О питерском периоде жизни Сергея Довлатова написал один из самых близких его друзей – прозаик, литературовед Андрей Арьев. Они познакомились в ранней молодости и сохранили отношения до самой смерти Довлатова. Именно Арьев сделал все возможное и невозможное, чтобы книги Сергея Довлатова встретились с читателем.

По периодизации самого Довлатова, после Ленинграда «следующим был Таллин. Некоторые считают его излишне миниатюрным, кондитерским, приторным. Я-то знаю, что пирожные эти – с начинкой. Таллин – город вертикальный, интровертный. Разглядываешь готические башни, а думаешь – о себе. Это наименее советский город Прибалтики. Штрафная пересылка между Востоком и Западом».
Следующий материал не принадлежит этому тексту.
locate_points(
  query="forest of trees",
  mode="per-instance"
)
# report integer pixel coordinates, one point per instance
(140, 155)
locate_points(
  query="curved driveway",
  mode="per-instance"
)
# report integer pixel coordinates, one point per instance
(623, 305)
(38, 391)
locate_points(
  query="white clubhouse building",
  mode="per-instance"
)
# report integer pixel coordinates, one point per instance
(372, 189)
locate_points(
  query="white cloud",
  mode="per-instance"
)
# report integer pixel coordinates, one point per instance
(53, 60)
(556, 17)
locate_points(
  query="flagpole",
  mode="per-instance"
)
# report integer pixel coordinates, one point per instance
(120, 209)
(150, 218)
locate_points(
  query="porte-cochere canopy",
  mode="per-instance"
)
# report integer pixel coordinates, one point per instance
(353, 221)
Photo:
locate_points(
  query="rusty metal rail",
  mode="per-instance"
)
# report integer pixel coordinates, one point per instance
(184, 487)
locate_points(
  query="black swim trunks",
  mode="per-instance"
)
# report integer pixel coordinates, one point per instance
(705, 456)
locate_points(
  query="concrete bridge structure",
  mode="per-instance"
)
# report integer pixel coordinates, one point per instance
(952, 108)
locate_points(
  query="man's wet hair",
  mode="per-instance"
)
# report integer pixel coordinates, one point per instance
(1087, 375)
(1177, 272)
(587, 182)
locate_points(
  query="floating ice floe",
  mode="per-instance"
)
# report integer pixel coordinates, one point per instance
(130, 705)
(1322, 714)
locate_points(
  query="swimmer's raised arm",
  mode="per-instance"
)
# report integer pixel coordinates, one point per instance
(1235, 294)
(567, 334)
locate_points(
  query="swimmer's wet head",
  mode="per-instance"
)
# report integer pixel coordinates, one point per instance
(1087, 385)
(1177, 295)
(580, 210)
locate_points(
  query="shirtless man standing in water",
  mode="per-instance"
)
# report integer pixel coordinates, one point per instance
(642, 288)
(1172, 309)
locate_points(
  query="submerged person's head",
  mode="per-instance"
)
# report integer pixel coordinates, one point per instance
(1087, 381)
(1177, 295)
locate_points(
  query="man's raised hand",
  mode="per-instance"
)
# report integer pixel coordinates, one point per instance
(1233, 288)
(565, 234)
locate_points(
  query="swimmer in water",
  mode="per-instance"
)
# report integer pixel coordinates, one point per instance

О трех годах жизни Довлатова в Таллине написала поэт и прозаик Елена Скульская, которая работала с Сергеем в газете «Советская Эстония» в середине 1970-х, а потом переписывалась с ним.

«Жизнь моя долгие годы катилась с Востока на Запад. Третьим городом этой жизни стал Нью-Йорк. Нью-Йорк – хамелеон. Широкая улыбка на его физиономии легко сменяется презрительной гримасой. Нью-Йорк расслабляюще безмятежен и смертельно опасен. Размашисто щедр и болезненно скуп. Готов облагодетельствовать тебя, но способен и разорить без минуты колебания. Его архитектура напоминает кучу детских игрушек. Она кошмарна настолько, что достигает известной гармонии. Думаю, что Нью-Йорк – мой последний, решающий, окончательный город. Отсюда можно бежать только на Луну…»

О жизни Довлатова в его последнем городе написал прозаик и эссеист Александр Генис. Он тесно общался с писателем все американские годы и выпускал вместе с ним газету «Новый американец».

Сейчас в Петербурге стоит памятник Сергею Довлатову, в Таллине памятник намечено установить в 2021 году, к 80-летию классика, в Нью-Йорке его именем названа улица. Но три автора этой книги знали, ценили и любили Довлатова, когда известность еще не пришла к нему, когда он был гоним и в Ленинграде, и в Таллине, когда в Нью-Йорке только-только забрезжило признание. Когда мысли о посмертном величии и мировой славе не приходили в голову ни самому Довлатову, ни его друзьям.

Тем, надеемся, и интересны эти воспоминания, в которых Довлатов живет и не знает своего будущего.

АНДРЕЙ АРЬЕВ – историк литературы, эссеист, окончил филологический факультет Ленинградского университета. С 1984 года – член Союза писателей СССР, с 1992 – главный редактор журнала «Звезда». С начала 1970-х публиковался в советской периодике, в самиздате и за рубежом. Автор более 400 печатных работ.

Область интересов – русская культура XIX–XXI веков. Составитель, комментатор, автор предисловий и послесловий к различным изданиям сочинений Сергея Довлатова, а также статей о нем в периодике и сборниках. В 2000 году выпустил книгу о феномене царскосельской поэзии «Царская ветка». Автор ряда статей о творчестве Владимира Набокова, книг «Жизнь Георгия Иванова. Документальное повествование» (2009), «За медленным и золотым орлом. О петербургской поэзии» (2018). Составитель, комментатор и автор вступительных статей к изданным в «Новой библиотеке поэта» книгам: Георгий Иванов. «Стихотворения» (2005; 2010 – второе издание), «Царскосельская антология» (2016). Живет в городе Пушкин, Санкт-Петербург.

Андрей Арьев

Взгляд из Петербурга

История рассказчика

…Совет – самый мудрый из тех, что мне доводилось слышать от братьев писателей: «Если хотите что-нибудь написать, рассказывайте об этом. Всем. Неважно, будут вас понимать или не будут. Рассказывайте; всякий раз вам придется выстраивать свою историю от начала до конца; через некоторое время вы поймете, какие элементы важны, а какие – нет. Главное, чтоб вы сами себе умели все рассказать». И я начал рассказывать; я рассказывал свои истории в Польше и в Израиле, серьезным немцам и Артуру Сандауэру, который поминутно перебивал меня вопросом: «К чему вы клоните?». Не знаю; в том-то и штука, что не знаю. Зато я знаю, что буду бежать всю дорогу – и ни на минуту не замолчу.

Марек Хласко

1

Любители отождествлять искусство с действительностью вдоволь смеются или негодуют, читая довлатовскую прозу. И эта естественная обыденная реакция верна – если уж и по Сергею Довлатову не почувствовать абсурда нашей жизни, то нужно быть вовсе к ней слепым.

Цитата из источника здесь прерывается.